How Do the New
Financing Laws Affect You?
As of
February 22, 2010, the new rules of the Credit
Card Accountability, Responsibility, and Disclosure Act of 2009 were in effect. These laws were passed to limit some of the
outrageous fees being charged by credit card issuers.
In many ways,
the new rules will make your life easier. However, there are still places where
the fees have room to grow, and grow they will, to make up for the limits in
the other fees. The trick is to know
where the limits are (and aren't),
so you can avoid being charged excessive fees and save some money.
Here are some key changes of the new laws:
1. Tired of your interest rate randomly increasing again and again?
Existing balances can’t have the interest rate raised, except in these
situations:
• Expiration of a promotional interest rate
• If your credit card has a variable interest
rate
• Hardship programs: you just finished or
cancelled one
• Late payment: more than 60 days late
2. New accounts: No rate increases for 12 months! However,
if the above situations apply in your first year, you can still be subject to a
rate increase.
3. Prior notice for rate increases. Your
credit card issuer is required to give you a 45-day notice for any rate
increases. This means no more surprises!
4. Rate increases are reviewed every 6 months. After
a rate increase, has been made, it may not be final. Every six months, the
credit card issuer is required to reevaluate the plan and rates. In doing this,
the issuer must lower the rate if the circumstances that caused the rate
increase (such as late payments) have been resolved.
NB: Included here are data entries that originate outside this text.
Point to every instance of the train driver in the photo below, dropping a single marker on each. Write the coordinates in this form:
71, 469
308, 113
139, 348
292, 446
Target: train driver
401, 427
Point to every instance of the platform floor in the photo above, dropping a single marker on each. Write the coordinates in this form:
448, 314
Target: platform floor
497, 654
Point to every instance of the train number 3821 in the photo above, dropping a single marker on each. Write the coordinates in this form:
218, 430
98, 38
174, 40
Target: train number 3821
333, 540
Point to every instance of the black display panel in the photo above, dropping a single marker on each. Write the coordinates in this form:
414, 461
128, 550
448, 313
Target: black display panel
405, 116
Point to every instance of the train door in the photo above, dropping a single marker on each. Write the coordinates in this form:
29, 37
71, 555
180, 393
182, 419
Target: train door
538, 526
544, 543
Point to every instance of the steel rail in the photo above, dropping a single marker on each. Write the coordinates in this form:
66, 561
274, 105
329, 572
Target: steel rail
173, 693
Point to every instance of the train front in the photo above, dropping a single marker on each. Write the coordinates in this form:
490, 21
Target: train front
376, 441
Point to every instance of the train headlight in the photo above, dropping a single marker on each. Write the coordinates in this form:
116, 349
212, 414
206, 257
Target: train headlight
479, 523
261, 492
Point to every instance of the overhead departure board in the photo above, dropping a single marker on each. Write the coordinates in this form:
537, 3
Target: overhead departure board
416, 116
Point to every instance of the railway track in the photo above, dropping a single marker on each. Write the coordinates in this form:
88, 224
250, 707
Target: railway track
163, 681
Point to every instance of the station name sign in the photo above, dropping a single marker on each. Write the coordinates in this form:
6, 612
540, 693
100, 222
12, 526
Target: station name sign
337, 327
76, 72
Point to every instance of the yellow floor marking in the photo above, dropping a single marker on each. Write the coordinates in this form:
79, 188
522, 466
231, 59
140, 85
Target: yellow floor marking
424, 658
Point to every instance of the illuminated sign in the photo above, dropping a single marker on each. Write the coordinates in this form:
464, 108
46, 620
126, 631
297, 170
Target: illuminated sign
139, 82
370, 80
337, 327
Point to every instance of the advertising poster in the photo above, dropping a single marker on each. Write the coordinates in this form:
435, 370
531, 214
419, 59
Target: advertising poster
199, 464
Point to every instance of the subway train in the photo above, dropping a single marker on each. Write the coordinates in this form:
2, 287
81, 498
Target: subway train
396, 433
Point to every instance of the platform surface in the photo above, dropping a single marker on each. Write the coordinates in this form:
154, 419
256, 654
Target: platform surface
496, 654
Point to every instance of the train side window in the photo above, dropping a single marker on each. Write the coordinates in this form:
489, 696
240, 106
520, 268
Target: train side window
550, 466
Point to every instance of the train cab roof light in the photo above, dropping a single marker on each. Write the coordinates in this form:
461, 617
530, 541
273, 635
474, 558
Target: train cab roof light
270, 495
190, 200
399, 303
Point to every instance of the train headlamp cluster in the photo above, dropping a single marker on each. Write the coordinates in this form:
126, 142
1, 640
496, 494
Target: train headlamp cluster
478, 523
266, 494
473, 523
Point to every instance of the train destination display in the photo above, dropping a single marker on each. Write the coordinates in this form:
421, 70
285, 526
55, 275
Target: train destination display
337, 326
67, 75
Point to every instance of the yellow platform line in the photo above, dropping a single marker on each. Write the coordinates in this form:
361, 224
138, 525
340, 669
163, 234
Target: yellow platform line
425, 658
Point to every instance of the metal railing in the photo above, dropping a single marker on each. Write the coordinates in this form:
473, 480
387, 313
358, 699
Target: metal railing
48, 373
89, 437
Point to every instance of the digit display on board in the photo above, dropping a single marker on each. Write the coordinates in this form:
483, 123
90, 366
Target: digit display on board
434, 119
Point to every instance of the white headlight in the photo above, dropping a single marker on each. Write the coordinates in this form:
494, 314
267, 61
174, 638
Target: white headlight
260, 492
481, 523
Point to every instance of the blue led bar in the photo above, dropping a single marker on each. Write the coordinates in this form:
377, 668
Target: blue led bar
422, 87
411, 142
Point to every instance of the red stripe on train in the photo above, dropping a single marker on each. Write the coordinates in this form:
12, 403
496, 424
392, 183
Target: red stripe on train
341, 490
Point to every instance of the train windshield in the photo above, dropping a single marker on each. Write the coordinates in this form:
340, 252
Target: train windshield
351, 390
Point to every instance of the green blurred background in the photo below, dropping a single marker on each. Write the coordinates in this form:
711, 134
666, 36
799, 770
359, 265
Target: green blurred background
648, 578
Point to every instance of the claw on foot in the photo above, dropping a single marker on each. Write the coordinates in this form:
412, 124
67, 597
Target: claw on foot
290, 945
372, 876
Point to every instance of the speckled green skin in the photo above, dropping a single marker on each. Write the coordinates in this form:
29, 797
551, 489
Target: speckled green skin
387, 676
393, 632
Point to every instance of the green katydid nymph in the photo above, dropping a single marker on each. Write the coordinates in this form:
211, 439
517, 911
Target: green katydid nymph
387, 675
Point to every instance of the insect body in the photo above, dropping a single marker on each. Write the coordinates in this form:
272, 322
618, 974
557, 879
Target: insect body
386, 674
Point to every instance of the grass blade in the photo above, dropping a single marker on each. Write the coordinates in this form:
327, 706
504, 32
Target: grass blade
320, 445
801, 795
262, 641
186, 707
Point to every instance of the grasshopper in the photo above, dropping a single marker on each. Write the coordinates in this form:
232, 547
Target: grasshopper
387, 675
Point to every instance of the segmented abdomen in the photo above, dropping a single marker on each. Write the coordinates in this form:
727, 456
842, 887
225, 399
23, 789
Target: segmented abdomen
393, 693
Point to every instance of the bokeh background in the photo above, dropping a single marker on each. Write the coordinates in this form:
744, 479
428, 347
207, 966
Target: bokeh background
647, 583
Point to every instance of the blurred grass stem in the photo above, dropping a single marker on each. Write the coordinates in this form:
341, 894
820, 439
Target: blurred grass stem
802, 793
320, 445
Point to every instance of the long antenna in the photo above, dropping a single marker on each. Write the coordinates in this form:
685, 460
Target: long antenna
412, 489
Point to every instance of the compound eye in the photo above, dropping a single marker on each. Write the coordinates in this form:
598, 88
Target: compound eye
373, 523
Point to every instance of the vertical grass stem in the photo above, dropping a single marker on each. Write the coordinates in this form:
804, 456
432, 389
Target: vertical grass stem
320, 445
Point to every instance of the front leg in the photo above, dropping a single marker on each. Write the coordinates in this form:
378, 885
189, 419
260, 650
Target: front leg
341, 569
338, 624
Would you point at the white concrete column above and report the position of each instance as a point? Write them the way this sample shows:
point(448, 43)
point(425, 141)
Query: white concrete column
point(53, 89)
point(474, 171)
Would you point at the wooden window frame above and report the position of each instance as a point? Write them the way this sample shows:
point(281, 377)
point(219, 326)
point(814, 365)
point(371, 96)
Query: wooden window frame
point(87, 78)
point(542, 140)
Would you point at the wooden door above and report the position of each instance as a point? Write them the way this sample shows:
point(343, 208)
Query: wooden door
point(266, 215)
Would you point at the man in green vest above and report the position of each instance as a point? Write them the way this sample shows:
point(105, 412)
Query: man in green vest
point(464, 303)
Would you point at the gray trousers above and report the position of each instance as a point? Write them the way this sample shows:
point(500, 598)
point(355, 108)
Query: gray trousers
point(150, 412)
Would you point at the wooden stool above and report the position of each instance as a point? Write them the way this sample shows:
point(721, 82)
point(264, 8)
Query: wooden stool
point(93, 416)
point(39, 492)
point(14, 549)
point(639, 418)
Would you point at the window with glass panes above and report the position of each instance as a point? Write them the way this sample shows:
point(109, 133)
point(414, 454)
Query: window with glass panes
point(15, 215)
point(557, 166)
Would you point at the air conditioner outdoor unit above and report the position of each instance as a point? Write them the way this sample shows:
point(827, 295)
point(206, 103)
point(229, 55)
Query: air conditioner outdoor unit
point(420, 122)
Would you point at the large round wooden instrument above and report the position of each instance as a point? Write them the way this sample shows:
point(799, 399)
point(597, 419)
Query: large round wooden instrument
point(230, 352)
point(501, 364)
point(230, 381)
5. Payments received immediately after a weekend or holiday due
date are on time. So, if your due date is on a Saturday, and they receive it on
Monday, it's still on time. The card issuer must also now process your payment
as of the day it's received, if before 5 pm.
6. Statements must now clarify the cost of your credit. They
must clearly show you how long it will take you to pay off your balance if you
only make the minimum payment. Plus, they must detail how much you'll pay in
interest charges during this time.
They
must also show you the figures for if you'd like to pay off your balance within
3 years, instead.
• This is likely to be
one of the most beneficial parts of this law. When you see how much this credit really costs you, it will encourage
you to pay more than the minimum payment to avoid adding these charges to your
debt.
7. New accounts cannot be charged more than 50% of your credit
limit, and some of the initial fees must
be spread out over a few months. This is good news if you have less than
stellar credit, as you're in the target market for the highest-fee cards.
8. Over-the-limit-fees are optional. This is a two-edged sword: if you don't opt-in to receive over
limit fees, they will deny charges that will put you over your limit. If you
don't want your charges denied, then you agree to over limit fees.